When I took my training in Policy Governance(R) from Dr. John Carver many years ago he spoke frequently of moral courage. I saw moral courage as the courage to stand up for your convictions - and it is of course. We had a saying, "There is nothing more dangerous than a scared board." For example, keeping promises is part of integrity, but boards frequently do not even remember their words, much less keep them. (But the CEO remembers.) Boards are notoriously unreliable. I've had boards make promises or commit to excellence and then three months later change their minds or quit.
But that is not what I am talking about today. Today I am talking about a very common problem, both with corporate boards (notoriously so) and with NFPs and ministries. The board discussion and research literature (what there is of it) is looking increasingly at the Board-CEO relationship, because so often the board capitulates to or ignores imprudence or failure to fix a non-compliant situation on the part of the senior leader (CEO, Executive Director, President, pastor, etc). The speculation in the literature (whether looking at Disney or a small local ministry) is that this fecklessness on the part of the board is due to a too close relationship that develops with its chief executive. The board develops a "warm" - more than cordial - loyalty to the CEO and can no longer represent the interests of the owners and the organization firmly and effectively, becoming conflicted by their loyalty to the executive. I call it the Feeble Board Syndrome (FBS) and I am seeing and experiencing it a lot - too up-close in some cases.
I became (reluctantly) part of a board that turned out to have this problem.

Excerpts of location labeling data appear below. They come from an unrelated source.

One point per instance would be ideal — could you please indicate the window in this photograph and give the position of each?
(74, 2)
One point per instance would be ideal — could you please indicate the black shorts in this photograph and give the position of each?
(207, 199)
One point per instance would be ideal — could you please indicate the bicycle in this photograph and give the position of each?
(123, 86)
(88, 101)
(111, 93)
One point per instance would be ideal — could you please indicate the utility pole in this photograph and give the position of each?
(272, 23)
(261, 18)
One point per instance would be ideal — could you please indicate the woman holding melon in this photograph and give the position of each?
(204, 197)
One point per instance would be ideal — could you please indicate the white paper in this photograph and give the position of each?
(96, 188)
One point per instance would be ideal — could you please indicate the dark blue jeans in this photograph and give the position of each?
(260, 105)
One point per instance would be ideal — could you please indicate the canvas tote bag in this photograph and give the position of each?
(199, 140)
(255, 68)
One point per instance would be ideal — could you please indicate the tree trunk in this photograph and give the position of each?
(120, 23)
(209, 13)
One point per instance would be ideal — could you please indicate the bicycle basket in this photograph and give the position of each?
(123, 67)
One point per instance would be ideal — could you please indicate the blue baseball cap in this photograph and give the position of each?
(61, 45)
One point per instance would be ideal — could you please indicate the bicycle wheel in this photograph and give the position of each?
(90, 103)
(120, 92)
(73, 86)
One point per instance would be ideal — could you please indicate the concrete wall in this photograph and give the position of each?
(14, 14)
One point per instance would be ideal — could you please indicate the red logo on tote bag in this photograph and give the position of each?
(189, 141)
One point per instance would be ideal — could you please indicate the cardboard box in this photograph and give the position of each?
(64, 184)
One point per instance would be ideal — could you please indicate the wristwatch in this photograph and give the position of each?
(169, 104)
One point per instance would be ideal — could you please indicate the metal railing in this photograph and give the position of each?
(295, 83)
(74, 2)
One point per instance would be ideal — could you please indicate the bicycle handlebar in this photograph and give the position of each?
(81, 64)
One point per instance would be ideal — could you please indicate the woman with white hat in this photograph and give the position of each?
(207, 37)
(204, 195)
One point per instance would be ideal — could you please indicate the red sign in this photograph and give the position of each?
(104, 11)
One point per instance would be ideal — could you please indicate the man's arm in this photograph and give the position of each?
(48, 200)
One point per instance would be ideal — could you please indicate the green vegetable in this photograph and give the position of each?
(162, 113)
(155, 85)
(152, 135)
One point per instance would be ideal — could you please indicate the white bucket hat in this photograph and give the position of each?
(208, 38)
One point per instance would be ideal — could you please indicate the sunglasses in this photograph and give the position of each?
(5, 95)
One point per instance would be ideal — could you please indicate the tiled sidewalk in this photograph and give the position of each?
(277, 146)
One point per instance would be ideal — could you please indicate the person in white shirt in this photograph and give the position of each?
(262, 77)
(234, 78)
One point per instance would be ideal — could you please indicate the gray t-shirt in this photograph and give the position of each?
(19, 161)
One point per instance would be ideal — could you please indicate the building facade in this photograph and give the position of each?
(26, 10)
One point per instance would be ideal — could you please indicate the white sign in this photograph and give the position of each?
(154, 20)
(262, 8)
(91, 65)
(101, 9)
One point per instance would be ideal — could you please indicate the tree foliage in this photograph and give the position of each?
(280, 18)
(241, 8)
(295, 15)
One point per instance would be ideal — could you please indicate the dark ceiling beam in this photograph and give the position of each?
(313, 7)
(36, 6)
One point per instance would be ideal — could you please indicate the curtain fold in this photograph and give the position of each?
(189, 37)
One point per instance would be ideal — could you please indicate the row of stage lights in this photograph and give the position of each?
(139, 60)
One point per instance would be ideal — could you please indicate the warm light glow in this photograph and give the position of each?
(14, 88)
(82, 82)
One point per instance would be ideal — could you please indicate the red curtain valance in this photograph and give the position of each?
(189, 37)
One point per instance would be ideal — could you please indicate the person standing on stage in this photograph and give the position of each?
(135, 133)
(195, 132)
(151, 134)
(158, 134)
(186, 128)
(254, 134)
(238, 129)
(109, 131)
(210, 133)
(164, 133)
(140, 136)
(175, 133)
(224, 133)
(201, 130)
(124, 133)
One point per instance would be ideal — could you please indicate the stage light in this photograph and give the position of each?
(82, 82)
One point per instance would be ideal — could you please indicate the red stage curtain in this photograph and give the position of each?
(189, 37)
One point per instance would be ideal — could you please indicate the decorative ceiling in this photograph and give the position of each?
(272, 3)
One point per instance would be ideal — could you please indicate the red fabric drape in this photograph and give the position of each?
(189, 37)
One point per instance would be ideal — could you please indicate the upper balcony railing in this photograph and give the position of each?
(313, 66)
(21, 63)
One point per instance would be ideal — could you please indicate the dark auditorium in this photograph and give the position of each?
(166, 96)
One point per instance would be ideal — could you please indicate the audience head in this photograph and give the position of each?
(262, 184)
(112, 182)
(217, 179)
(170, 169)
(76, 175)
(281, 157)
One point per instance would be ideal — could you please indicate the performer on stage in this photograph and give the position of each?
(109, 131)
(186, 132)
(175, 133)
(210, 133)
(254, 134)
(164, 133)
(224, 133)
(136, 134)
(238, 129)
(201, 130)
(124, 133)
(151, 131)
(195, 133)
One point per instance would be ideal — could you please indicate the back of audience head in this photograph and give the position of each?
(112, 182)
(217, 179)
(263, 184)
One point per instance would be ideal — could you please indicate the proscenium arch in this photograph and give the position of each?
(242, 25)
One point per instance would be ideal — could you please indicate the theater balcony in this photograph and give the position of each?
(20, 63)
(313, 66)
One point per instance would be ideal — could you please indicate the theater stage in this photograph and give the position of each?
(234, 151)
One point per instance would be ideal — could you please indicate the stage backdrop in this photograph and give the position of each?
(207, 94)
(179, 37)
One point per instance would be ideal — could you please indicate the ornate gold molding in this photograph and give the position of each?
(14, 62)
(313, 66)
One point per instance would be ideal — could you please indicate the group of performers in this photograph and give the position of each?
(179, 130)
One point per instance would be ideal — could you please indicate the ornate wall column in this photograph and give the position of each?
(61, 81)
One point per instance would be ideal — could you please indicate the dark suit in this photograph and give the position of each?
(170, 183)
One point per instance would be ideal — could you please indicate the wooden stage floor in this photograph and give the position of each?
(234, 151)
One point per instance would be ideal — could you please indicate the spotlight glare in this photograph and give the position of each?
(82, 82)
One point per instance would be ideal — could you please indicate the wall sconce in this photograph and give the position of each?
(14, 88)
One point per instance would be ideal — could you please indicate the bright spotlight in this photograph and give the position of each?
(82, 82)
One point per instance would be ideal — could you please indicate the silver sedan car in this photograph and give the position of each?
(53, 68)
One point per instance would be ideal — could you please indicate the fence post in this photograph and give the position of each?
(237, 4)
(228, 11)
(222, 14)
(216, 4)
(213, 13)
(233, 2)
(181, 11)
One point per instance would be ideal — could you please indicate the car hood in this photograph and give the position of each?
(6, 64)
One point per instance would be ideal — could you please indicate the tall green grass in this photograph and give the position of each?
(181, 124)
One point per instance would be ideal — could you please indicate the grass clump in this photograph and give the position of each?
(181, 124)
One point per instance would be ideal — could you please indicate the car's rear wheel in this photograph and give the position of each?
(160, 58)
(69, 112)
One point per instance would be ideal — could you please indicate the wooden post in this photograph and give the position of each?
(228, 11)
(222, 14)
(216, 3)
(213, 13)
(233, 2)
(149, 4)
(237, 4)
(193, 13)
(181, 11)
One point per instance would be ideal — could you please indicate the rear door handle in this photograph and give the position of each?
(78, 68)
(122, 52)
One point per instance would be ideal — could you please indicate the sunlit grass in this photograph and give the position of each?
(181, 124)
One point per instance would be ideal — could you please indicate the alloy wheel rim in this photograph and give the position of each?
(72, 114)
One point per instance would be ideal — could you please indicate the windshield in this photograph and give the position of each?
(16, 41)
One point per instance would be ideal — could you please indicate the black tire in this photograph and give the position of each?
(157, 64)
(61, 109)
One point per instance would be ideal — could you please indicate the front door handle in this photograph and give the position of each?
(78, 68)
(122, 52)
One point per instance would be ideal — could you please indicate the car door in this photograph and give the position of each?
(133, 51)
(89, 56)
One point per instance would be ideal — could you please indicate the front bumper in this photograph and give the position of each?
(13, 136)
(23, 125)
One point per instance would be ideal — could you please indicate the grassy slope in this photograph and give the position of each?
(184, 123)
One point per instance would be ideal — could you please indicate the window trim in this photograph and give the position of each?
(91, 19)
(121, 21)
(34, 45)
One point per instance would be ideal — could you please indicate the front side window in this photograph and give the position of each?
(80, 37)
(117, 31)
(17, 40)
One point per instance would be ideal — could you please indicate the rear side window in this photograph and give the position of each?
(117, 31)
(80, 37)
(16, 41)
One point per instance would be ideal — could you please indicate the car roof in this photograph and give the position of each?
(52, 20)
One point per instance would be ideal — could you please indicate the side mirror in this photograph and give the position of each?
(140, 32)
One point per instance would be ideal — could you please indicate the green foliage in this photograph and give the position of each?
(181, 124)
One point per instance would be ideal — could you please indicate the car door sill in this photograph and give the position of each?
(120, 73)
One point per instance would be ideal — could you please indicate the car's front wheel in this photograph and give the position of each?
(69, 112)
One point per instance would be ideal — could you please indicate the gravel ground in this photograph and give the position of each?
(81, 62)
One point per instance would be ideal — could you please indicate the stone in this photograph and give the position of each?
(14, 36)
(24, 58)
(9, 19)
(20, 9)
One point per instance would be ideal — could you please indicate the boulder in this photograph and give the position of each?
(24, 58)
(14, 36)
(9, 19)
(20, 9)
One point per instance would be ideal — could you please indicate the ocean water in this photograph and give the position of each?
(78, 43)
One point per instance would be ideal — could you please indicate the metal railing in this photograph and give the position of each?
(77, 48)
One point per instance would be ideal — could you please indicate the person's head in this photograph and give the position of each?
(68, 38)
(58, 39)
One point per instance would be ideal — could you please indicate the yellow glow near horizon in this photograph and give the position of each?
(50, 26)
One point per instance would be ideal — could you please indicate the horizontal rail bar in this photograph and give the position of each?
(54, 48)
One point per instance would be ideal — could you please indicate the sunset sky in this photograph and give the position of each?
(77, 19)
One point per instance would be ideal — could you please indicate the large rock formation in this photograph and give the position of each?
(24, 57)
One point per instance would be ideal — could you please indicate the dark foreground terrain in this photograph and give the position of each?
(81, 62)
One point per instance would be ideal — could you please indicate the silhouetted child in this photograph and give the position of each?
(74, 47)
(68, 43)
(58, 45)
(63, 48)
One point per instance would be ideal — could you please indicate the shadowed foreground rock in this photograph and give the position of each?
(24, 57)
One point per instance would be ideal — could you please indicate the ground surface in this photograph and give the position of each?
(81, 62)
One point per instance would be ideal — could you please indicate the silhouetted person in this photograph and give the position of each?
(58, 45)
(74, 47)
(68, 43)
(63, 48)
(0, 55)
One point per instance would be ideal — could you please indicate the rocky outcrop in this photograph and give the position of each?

It could not and would not make its executive comply with its own policies - or even reporting requirements. He gamed them either out of simply not getting it or out of resistant passive aggressiveness. AND they all knew it! But they couldn't bring themselves to act. The emotional costs were too high.

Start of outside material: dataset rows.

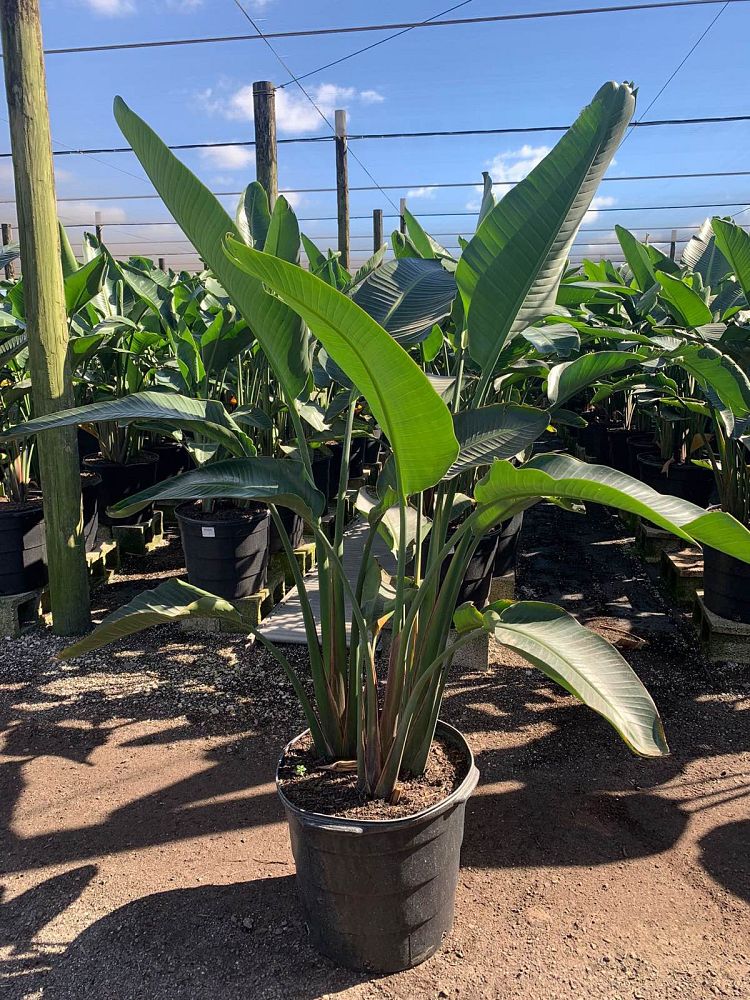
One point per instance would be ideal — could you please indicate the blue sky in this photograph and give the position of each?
(481, 76)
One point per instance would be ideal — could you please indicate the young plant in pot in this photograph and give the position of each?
(365, 737)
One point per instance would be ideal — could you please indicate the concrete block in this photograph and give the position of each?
(682, 573)
(721, 638)
(19, 612)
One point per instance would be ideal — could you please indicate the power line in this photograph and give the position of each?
(706, 120)
(398, 26)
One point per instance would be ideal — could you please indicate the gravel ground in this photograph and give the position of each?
(145, 856)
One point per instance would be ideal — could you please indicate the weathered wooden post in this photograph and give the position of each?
(377, 229)
(342, 188)
(7, 231)
(46, 319)
(266, 164)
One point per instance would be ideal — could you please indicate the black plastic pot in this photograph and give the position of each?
(617, 448)
(726, 585)
(23, 552)
(90, 484)
(295, 528)
(379, 894)
(173, 458)
(508, 533)
(639, 443)
(227, 556)
(689, 482)
(321, 466)
(120, 481)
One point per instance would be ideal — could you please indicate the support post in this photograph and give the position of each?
(342, 188)
(47, 322)
(266, 164)
(7, 230)
(377, 229)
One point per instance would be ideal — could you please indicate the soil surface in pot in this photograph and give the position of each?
(223, 511)
(334, 793)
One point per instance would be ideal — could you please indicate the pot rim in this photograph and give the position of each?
(339, 824)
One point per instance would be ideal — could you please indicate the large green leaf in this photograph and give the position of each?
(506, 489)
(407, 297)
(203, 416)
(498, 431)
(734, 243)
(413, 417)
(637, 257)
(569, 377)
(266, 480)
(584, 664)
(509, 273)
(687, 307)
(168, 603)
(206, 224)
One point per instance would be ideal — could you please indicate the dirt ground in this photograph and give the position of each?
(144, 853)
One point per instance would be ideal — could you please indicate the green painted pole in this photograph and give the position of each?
(44, 296)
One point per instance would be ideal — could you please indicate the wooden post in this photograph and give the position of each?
(7, 230)
(46, 319)
(377, 229)
(266, 164)
(342, 188)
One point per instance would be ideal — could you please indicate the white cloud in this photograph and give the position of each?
(421, 193)
(295, 115)
(111, 8)
(229, 157)
(600, 201)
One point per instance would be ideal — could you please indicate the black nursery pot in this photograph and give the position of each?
(688, 481)
(726, 585)
(379, 894)
(226, 552)
(123, 480)
(23, 551)
(173, 459)
(295, 528)
(508, 534)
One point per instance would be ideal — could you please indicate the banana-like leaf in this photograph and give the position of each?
(569, 377)
(509, 274)
(206, 224)
(506, 489)
(584, 664)
(637, 257)
(170, 602)
(407, 297)
(687, 307)
(415, 420)
(203, 416)
(265, 480)
(498, 431)
(734, 244)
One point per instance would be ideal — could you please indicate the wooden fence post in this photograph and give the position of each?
(266, 164)
(46, 318)
(7, 230)
(342, 188)
(377, 229)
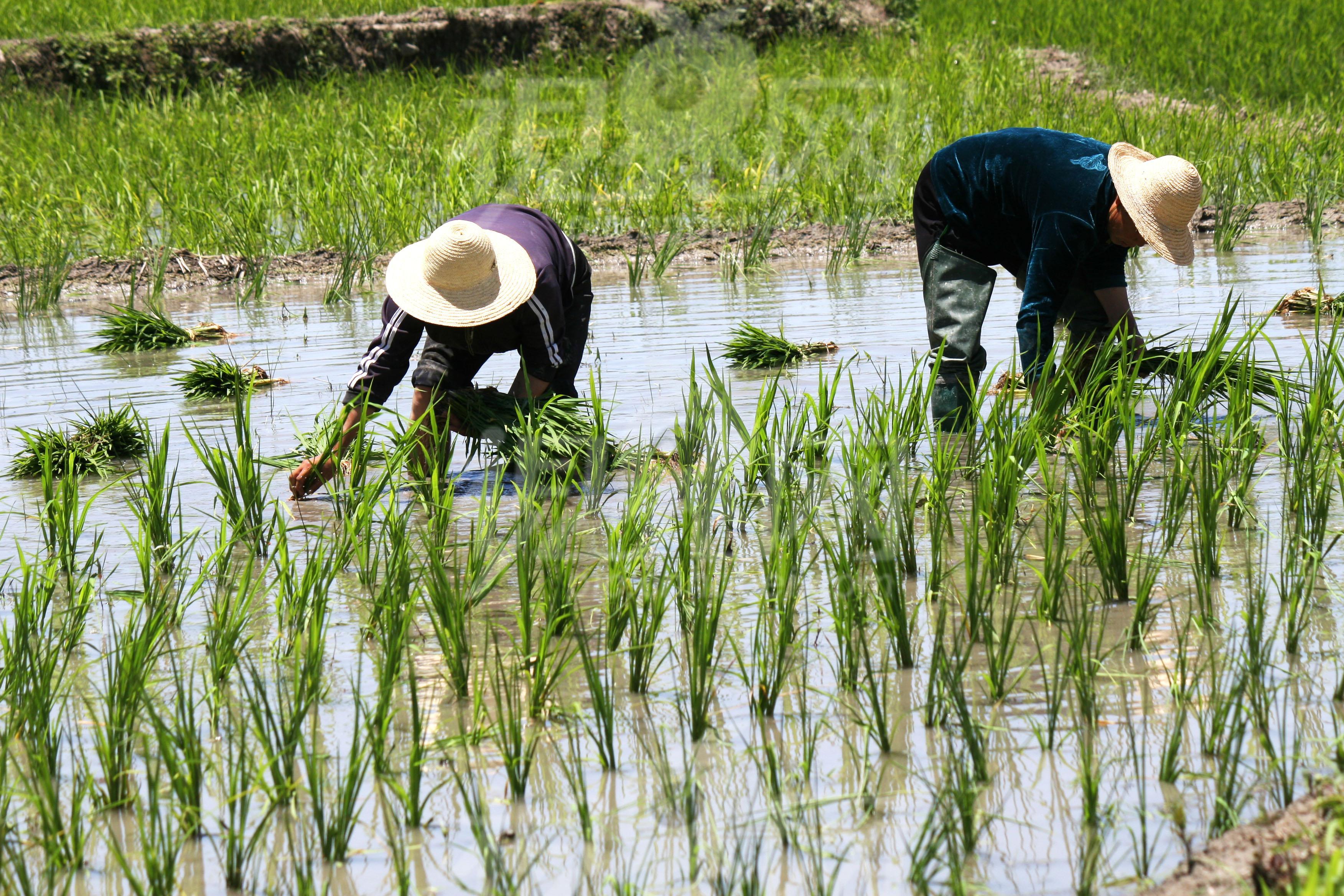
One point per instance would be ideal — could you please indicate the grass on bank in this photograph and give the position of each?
(810, 131)
(89, 445)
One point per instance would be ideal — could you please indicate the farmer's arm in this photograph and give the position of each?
(541, 329)
(1104, 272)
(379, 371)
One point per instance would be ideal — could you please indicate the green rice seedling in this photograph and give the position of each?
(62, 519)
(871, 698)
(514, 735)
(1051, 677)
(240, 832)
(563, 572)
(1230, 791)
(229, 616)
(848, 601)
(159, 836)
(1232, 218)
(693, 429)
(1210, 481)
(413, 796)
(181, 746)
(674, 245)
(1085, 631)
(502, 875)
(155, 499)
(303, 597)
(130, 329)
(599, 676)
(237, 473)
(740, 875)
(122, 700)
(1002, 631)
(277, 708)
(893, 605)
(562, 426)
(784, 570)
(822, 410)
(572, 769)
(646, 626)
(701, 608)
(752, 348)
(1242, 446)
(335, 785)
(218, 378)
(628, 545)
(58, 817)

This summer friends of mine (well trained in governance) on another national board acted in exactly the same manner while they watched their organization enter the zone of insolvency and approach the edge of the cliff. They could not bring themselves to lower the boom. They liked and sympathized with their CEO. And I understood perfectly what they were going through.
Right now a for-profit client board is going through the same thing I fear. I do not like what I am hearing about the financial performance, and the CEO appears not to be totally candid with his board. And the board knows it! The outside stockholders are near rebellion and the board cannot bring itself to confront this CEO.
We are human after all and do develop close relationships with our CEOs and the literature tells us to! It calls the board-CEO relationship a "team." NOT. It is legally and morally an accountability hierarchy whether academics like that term or not. And if boards do not and cannot step up with sufficient spine and cordial firmness, even sterness, to insist on performance on behalf of the people depending on them (even employees in many cases), something is wrong with the way we implement governance.
Boardsmanship requires spine and a friendly but firm (sometimes stern) relationship with its CEO. It must never confuse its fundamental fiduciary obligation with loyalty to the executive. It must show that kind of moral courage if the time comes. That is not easy - friendship while holding someone accountable. A loyal caring blended with firm integrity so-to-speak. What kind of training would accomplish that? Maybe we should find a temperament test for it and apply it as one aspect for selecting board members. Or the board itself develop an outside "accountability observer" who may see more clearly than the board when its feeling are deeply mixed. I don't have an easy answer, but recognizing it is a step in the right direction.